What will be the price of Apple stock in 2022?
APPL (Apple Inc.), the stock with the biggest market capitalization in the United States, has a huge influence on many different fields.
For this reason, we feel like being able to predict its return is paramount. In order to predict Apple Inc.’s return, we used our interdisciplinary knowledge and decided to combine different technical indicators to see which ones better explained/predicted its return. To identify which technical indicators better explained Apple Inc.’s return, we developed a multivariable regression including 24 different technical indicators.
Those indicators include ATR, BB_MA, CMCI, ADXR, EMAVG, FEAR_GREED, BB_UPPER,BB_LOWER,BB_PERCENT,HURST,MM_RETRACEMENT,MOM_MA,MOME NTUM,MACD, MACD_SIGNAL, MAE_MIDDLE, MAOsc, MAO_SIGNAL, PTPS, ROC, TAS_DSS, RSI, SMAVG, and Dummy variable CROSS.

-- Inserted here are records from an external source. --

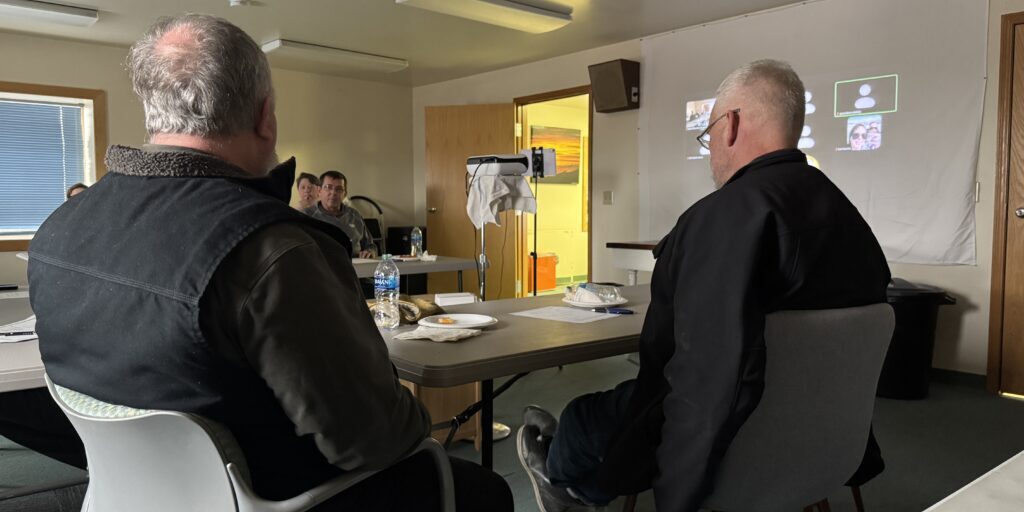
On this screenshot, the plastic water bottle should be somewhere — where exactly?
[409,226,423,256]
[374,254,399,329]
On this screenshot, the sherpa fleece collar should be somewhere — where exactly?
[106,144,295,203]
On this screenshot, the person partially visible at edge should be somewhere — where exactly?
[295,172,319,212]
[517,60,890,512]
[66,183,89,199]
[29,14,512,511]
[303,170,377,258]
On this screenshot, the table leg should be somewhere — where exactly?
[479,379,495,469]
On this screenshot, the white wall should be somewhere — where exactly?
[892,0,1024,374]
[0,33,413,284]
[413,40,640,283]
[413,0,1024,374]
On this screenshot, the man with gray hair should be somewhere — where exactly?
[29,14,512,511]
[517,60,890,512]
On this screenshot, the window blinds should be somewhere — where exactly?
[0,99,86,234]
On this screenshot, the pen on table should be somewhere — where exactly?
[590,307,633,314]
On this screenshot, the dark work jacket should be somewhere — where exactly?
[594,150,890,511]
[29,146,362,499]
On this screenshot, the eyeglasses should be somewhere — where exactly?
[697,109,739,151]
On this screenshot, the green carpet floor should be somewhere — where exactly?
[0,356,1024,512]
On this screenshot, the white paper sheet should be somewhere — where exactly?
[512,306,617,324]
[0,314,38,343]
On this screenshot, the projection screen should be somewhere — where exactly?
[639,0,987,264]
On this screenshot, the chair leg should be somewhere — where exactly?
[850,485,864,512]
[623,495,637,512]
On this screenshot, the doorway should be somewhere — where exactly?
[988,12,1024,397]
[514,86,593,297]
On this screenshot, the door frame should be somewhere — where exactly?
[985,12,1024,393]
[512,84,594,295]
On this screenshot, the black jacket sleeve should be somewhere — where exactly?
[654,205,777,511]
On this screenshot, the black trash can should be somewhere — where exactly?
[878,279,956,399]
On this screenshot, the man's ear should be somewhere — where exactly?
[725,111,739,147]
[256,96,278,141]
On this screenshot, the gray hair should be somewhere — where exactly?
[716,58,806,147]
[128,14,273,137]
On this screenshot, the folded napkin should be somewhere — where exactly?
[394,326,480,341]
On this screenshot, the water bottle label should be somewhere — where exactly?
[374,275,398,290]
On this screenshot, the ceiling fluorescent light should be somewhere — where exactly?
[394,0,572,34]
[0,0,99,27]
[262,39,409,76]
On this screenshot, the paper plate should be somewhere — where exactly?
[419,313,498,329]
[562,297,629,308]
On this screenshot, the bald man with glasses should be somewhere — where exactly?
[303,171,377,258]
[517,60,890,512]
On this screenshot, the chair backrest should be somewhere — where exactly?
[46,378,246,512]
[705,304,895,512]
[348,196,387,254]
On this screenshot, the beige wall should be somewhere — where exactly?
[0,33,413,284]
[273,70,414,221]
[413,40,640,283]
[413,0,1024,374]
[0,0,1024,374]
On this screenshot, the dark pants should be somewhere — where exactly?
[548,380,636,505]
[313,453,513,512]
[0,388,85,469]
[548,380,886,505]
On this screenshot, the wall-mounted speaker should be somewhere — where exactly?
[588,58,640,113]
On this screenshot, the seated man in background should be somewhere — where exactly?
[29,14,512,511]
[517,60,890,512]
[305,171,377,258]
[295,172,319,212]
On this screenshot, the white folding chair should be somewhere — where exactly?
[46,377,455,512]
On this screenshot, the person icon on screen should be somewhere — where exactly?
[848,123,868,152]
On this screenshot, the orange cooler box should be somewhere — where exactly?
[526,253,558,293]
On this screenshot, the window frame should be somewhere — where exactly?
[0,81,106,252]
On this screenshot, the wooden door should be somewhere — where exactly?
[988,12,1024,397]
[425,103,515,300]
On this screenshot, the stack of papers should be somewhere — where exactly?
[512,306,615,324]
[434,292,476,307]
[0,314,38,343]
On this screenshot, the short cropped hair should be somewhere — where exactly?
[65,183,89,199]
[127,14,273,137]
[716,58,807,147]
[321,170,348,187]
[295,172,319,186]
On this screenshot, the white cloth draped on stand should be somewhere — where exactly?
[466,176,537,229]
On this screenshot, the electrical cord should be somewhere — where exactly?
[430,372,529,450]
[495,210,509,299]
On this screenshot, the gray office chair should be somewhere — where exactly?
[46,377,455,512]
[623,304,895,512]
[705,304,895,512]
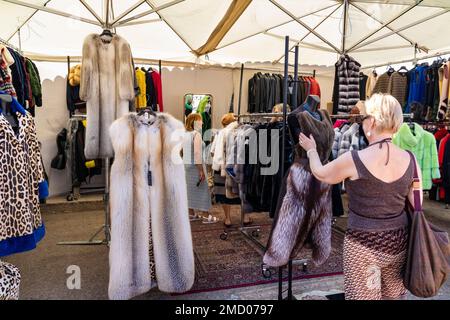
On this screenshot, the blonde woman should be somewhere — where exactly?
[183,113,218,223]
[299,94,422,300]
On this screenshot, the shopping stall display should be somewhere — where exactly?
[0,0,450,300]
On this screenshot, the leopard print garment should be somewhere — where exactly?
[0,112,44,241]
[0,261,21,300]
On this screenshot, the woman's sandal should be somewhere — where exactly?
[203,215,219,224]
[189,214,203,221]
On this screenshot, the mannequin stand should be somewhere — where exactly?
[58,158,111,246]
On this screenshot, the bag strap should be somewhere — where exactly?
[407,150,422,212]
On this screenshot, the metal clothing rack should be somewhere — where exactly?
[58,56,111,246]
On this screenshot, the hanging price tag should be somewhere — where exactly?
[147,170,152,186]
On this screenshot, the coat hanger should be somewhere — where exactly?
[397,66,409,73]
[137,107,157,125]
[100,29,113,38]
[387,66,395,75]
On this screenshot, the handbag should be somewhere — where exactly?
[403,153,450,298]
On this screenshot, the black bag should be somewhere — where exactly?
[403,154,450,298]
[51,129,67,170]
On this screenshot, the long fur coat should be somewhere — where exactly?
[80,34,134,159]
[109,113,195,299]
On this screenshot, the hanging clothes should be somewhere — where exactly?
[392,123,441,190]
[359,72,369,100]
[361,70,378,100]
[80,34,134,159]
[439,134,450,204]
[248,72,321,113]
[337,123,367,157]
[0,45,17,97]
[109,113,195,299]
[425,61,442,121]
[333,55,361,114]
[373,72,391,93]
[0,98,45,256]
[387,72,408,108]
[152,71,164,112]
[263,110,334,267]
[437,61,450,120]
[135,69,147,109]
[405,64,429,113]
[66,64,86,116]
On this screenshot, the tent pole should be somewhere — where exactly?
[238,63,244,116]
[278,36,291,300]
[342,0,348,54]
[17,29,22,51]
[272,4,342,63]
[216,3,339,52]
[142,0,195,52]
[350,2,414,45]
[111,0,145,26]
[291,45,298,109]
[103,0,111,29]
[288,45,298,300]
[114,18,162,28]
[347,0,423,52]
[0,0,101,26]
[113,0,186,25]
[7,0,51,41]
[361,50,450,69]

We collected daily data from 8/18/2021 to 12/18/2021. We used R studio to build the multivariable regression and residual analysis models. We also used statistical distribution tests to refine our independent variables/strategy.

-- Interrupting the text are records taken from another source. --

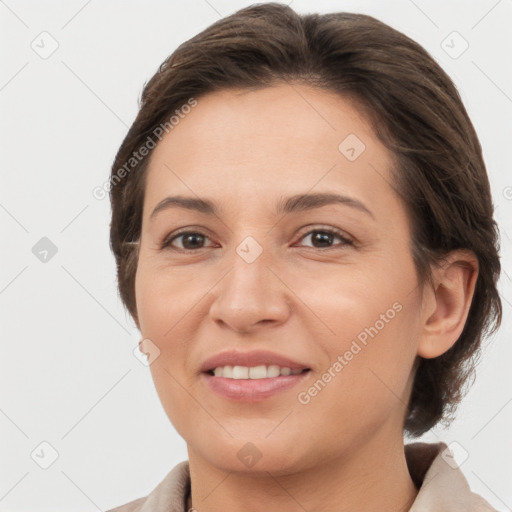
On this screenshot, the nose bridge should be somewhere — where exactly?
[210,236,289,331]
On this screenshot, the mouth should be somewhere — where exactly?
[201,365,311,402]
[205,364,310,380]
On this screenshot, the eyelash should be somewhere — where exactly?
[160,228,354,253]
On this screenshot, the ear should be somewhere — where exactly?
[418,250,478,359]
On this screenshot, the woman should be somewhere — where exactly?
[104,3,501,512]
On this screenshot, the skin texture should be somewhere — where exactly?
[136,84,477,512]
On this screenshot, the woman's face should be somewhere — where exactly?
[136,85,422,474]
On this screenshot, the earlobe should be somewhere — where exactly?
[418,250,478,359]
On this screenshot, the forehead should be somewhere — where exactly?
[144,84,398,216]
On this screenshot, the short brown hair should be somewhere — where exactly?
[110,3,501,436]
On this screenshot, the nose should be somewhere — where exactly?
[209,247,291,333]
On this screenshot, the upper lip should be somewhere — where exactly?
[201,350,309,372]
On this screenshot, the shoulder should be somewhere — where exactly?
[107,498,146,512]
[107,461,190,512]
[405,443,496,512]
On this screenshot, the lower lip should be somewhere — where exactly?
[201,371,311,402]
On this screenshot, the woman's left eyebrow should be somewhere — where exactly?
[149,192,375,220]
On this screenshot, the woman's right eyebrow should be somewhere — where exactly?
[149,192,375,220]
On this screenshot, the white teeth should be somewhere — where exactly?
[213,364,302,380]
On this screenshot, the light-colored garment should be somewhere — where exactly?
[107,443,496,512]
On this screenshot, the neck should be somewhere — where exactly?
[187,430,418,512]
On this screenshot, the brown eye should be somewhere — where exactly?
[301,229,352,249]
[161,231,212,251]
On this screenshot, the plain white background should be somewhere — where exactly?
[0,0,512,512]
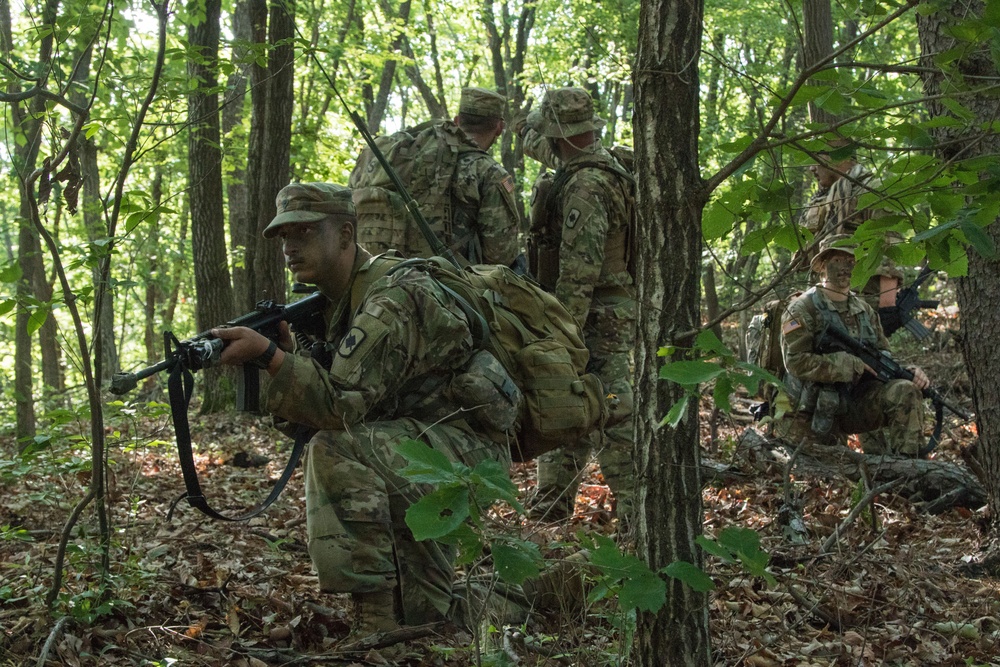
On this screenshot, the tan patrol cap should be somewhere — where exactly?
[528,88,606,138]
[809,234,858,273]
[458,88,507,118]
[264,183,355,239]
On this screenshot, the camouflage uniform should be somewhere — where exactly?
[351,88,521,266]
[266,248,509,625]
[775,287,924,455]
[528,88,636,519]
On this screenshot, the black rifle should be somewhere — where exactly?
[110,292,329,521]
[816,325,972,456]
[878,267,939,340]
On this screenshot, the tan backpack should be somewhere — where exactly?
[360,257,613,461]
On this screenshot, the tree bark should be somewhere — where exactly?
[188,0,233,412]
[633,0,711,667]
[802,0,836,124]
[242,0,295,310]
[917,0,1000,544]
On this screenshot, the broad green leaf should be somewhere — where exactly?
[0,262,21,283]
[661,560,715,593]
[694,329,733,357]
[406,484,469,541]
[660,360,723,386]
[396,440,456,484]
[618,571,667,612]
[660,394,690,428]
[490,541,542,584]
[959,220,997,259]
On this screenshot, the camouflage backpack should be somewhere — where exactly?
[348,120,485,257]
[529,146,635,292]
[352,256,615,461]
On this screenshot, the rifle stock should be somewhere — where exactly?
[109,292,329,404]
[818,326,972,421]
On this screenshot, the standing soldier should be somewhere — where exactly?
[350,88,521,266]
[526,88,636,524]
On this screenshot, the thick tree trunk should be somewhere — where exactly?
[243,0,295,308]
[222,0,253,302]
[188,0,233,412]
[633,0,711,667]
[802,0,836,124]
[917,0,1000,544]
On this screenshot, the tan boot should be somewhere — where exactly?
[344,590,399,644]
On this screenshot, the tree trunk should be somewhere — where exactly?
[242,0,295,309]
[802,0,836,124]
[633,0,711,667]
[917,0,1000,544]
[222,0,253,302]
[188,0,233,412]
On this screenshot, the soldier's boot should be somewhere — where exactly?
[344,590,400,645]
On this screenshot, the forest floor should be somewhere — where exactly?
[0,314,1000,667]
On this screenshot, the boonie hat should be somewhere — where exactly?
[809,234,858,273]
[264,183,355,239]
[528,88,606,138]
[458,88,507,118]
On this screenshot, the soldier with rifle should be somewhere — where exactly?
[775,234,930,456]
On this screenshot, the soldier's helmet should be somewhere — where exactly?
[528,88,606,138]
[264,183,355,239]
[809,234,858,273]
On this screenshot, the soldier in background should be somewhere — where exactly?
[349,88,521,266]
[525,88,636,523]
[775,234,930,456]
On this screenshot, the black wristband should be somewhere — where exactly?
[247,340,278,371]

In conclusion, we collected data on 24 technical indicators, and analyzed the results of the multivariable regression and residual analysis to test the Gauss-Markov assumptions as well as the normality assumption.
Variables and their business sense
Dependent Variable:
Apple company stock daily return
Independent Variables After Statistics Selection:
EMAVG: exponential moving average (EMA) is a type of moving average (MA) that places a greater weight and significance on the most recent data points.
MOM_MA: It compares the current price with the previous price from a number of periods ago. MAE_MIDDLE: 100 * (Applied price – low / (high – low)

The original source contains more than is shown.